We welcome proposals for additional resources for inclusion in Connected Histories, irrespective of whether your resource is a dataset consisting of millions of pages or a small, focused body of material. This page explains our criteria for inclusion, the costs involved, and how to propose new content.
Contents of this article
Criteria for inclusion
We will consider resources in a variety of formats, including free text transcriptions, databases and image catalogues, and both those which are available free of charge or which require subscription access. Our main criteria for inclusion are:
- Date range and geographical scope: for the present, Connected Histories is composed of sources whose primary content concerns British history between 1500 and 1900. Resources which extend beyond these boundaries are welcome as long as the chief focus falls within them. In the longer term we hope to extend both the chronological and geographical scope of Connected Histories. We welcome therefore suggestions for content which falls outside our current focus, but such proposals will take longer to implement.
- Content: resources should be principally composed of primary sources, and should comprise complete editions wherever possible. The quality of the transcription and/or data creation must meet normal academic standards.
- Accessibility: resources must be available on the web, irrespective of whether they are available to users free of charge or through subscription. CD-ROM publications and other media do not qualify. Connected Histories does not host entire resources. Rather, it indexes resources for inclusion in our search engine and then directs users to live websites to view the full texts of search results.
Because it costs money to incorporate new resources into Connected Histories, and we do not have a revenue stream for this purpose, adding new resources incurs a modest fee based on the costs of administration, indexing and data storage. Fees are determined by the type and size of the data and therefore vary. Our charging formula is intended to be attractive to both large organisations and independent researchers.
Briefly, the following factors determine the fee for inclusion:
1. Type of data. If the data is unstructured we need to configure and run our natural language processing algorithms in order to add the necessary structure which is required by Connected Histories to facilitate searching by name, place and date, as well as keyword. In this context, unstructured data is data in which names, places and dates have not been tagged (for free text data) or separated out into separate fields or columns (for databases).
2. The amount of technical information you provide. We need to know essential technical information which will allow us to understand your data and determine how to process it. If you are unable to provide us with this information we need to conduct our own audit and this will incur an additional cost. Essential technical information concerns: i) character encoding, ii) URL formation, and iii) the identification of relevant data for indexing (mainly relating to databases where not all table data should be indexed).
3. Background information. We need to create background information which describes the subject matter, scope and context of your resource for the benefit of our users.
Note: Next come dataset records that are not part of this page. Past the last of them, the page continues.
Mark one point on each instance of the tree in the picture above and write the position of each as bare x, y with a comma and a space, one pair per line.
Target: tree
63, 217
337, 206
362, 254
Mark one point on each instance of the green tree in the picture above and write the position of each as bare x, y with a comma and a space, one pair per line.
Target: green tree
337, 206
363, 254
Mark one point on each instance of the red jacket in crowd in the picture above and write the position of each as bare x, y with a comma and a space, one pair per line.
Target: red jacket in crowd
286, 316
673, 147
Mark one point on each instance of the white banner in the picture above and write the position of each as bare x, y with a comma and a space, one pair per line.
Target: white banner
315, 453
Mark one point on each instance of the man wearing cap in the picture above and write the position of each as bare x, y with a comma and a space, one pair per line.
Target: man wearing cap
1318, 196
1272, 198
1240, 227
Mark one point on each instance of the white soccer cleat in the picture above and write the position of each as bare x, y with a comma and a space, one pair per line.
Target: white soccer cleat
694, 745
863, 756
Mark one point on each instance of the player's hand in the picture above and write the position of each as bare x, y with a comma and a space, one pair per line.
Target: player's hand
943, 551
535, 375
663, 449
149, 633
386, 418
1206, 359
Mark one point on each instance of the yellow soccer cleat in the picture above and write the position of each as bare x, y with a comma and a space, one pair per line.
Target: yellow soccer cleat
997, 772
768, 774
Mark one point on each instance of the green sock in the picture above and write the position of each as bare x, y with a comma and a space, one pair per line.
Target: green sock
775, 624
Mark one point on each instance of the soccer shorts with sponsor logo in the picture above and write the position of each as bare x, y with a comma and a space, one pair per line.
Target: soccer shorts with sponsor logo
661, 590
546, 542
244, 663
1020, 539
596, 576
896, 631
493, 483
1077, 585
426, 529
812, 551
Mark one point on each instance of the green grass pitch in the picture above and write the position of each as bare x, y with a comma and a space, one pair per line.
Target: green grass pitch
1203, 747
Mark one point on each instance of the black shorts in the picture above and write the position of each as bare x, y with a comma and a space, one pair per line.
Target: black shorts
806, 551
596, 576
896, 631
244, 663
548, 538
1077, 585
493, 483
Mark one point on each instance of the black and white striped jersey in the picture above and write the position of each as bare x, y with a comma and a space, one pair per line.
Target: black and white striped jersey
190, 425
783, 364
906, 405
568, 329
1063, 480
4. Storage. This will have the most significant impact on the fee because it is a calculation based upon the size of the dataset in its pre-processed state; that is, the textual data (whether it is in a free text or database format) which you hand over to us. Please note that we do not factor the size of images and other media into our calculations of storage fees as we do not need to keep them.
The fee for inclusion within Connected Histories is for 5 years. After 5 years you will be re-billed for a further 5 years for the costs of storage only.
Example fees for guidance only (exclusive of VAT):
1. A database under 1 GB in which key technical information is provided: £680.
2. A database over 1 GB but under 20 GB in which key technical information is provided: £1,140.
3. Unstructured text at 50 GB in which key technical information is provided: £1,540.
Terms and conditions
Inclusion within Connected Histories does not in any way infringe your rights as the owner of your data. While we need a copy of the data for indexing purposes, this is discarded once the index is completed and functioning correctly on our website (within a year). Connected Histories never directly gives full access to data; it only provides snippet results with live links to the full text held on owners' websites.
How to propose new content
Please send an email to Dr Jane Winters (email@example.com) with the following information:
a brief description of the resource, with the URL and an explanation of how the resource was created
whether the data is unstructured or structured, and if structured, how
its approximate size, in gigabytes (GB)
whether the site is freely available or by subscription access, and if it is the latter who can acquire subscription access
If your resource is suitable for inclusion, we will then ask for some sample data and proceed to determine the cost involved. Once the fee is agreed, we will draft a licence agreement for review and signing.